Après plusieurs années difficiles, l’action du groupe de luxe s’est envolée ces derniers mois. Ce, grâce à la promesse d’une reprise en main de l’entreprise par l’ancien patron de Renault, Luca de Meo.
Jusqu’où pourra monter l’action Kering ? Le titre du groupe de luxe a grimpé de 23 % sur le mois de septembre et même de 65 % depuis le 16 juin, date de l’annonce de l’arrivée de Luca de Meo à la direction générale du groupe. Une flambée vertigineuse en comparaison avec l’action de son concurrent LVMH qui n’a augmenté « que » de 11 % sur les trois derniers mois.
Cette performance semble pourtant aller dans le sens inverse des résultats du groupe créé par François Pinault. Le premier semestre 2025 a, en effet, été l’un des pires exercices qu’a jamais connu Kering. Les ventes du groupe ont baissé de 15 % (en comparable) et son résultat opérationnel a dégringolé de 39 % sur un an.
Mais les mauvais résultats de l’entreprise n’effraient plus les investisseurs.

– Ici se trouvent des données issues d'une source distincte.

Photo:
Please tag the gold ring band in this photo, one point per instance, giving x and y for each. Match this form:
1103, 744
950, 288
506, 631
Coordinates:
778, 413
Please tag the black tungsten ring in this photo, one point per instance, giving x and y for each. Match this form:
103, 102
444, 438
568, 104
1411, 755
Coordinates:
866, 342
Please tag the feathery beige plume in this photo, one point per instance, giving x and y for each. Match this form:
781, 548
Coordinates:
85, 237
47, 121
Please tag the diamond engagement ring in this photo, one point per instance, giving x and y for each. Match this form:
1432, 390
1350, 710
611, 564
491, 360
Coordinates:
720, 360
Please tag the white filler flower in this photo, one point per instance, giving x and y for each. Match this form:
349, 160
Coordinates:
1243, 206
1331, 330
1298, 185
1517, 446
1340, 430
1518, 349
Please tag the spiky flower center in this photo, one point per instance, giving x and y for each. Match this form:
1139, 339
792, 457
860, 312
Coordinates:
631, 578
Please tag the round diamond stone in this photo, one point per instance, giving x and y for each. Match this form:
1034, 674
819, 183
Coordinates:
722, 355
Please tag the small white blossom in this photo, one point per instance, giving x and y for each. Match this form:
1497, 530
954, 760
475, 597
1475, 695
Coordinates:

Et pour cause, « les perspectives s’améliorent », après une longue traversée du désert explique à La Tribune, Anne-Laure Frischlander-Jacobson, fondatrice de la plateforme d’investissement Evvest. L’action de Kering avait perdu 78 % entre août 2021 et avril 2025. Une dégringolade qui ne pouvait que laisser la place à un rebond tout aussi spectaculaire à la moindre bonne nouvelle. Et l’arrivée de Luca de Meo à la tête du groupe semble bien en être une pour les marchés.
Officiellement en poste depuis le 15 septembre, l’ex patron de Renault a su tout de suite rassurer. Lors de la dernière assemblée générale du groupe de luxe, il a notamment affirmé vouloir relever l’entreprise en agissant « sans délai » et en prenant « des choix clairs et forts ».
Après sa prise de parole, « les investisseurs anticipent un rebond des ventes et une stabilisation des marges » de Gucci, estime Thibault François, président du gestionnaire d’actifs Fastea Capital. La maison phare du groupe de luxe représente, à elle seule, 40 % de ses ventes et 60 % de ses marges mais subit une baisse brutale et ininterrompue de ses ventes depuis deux ans.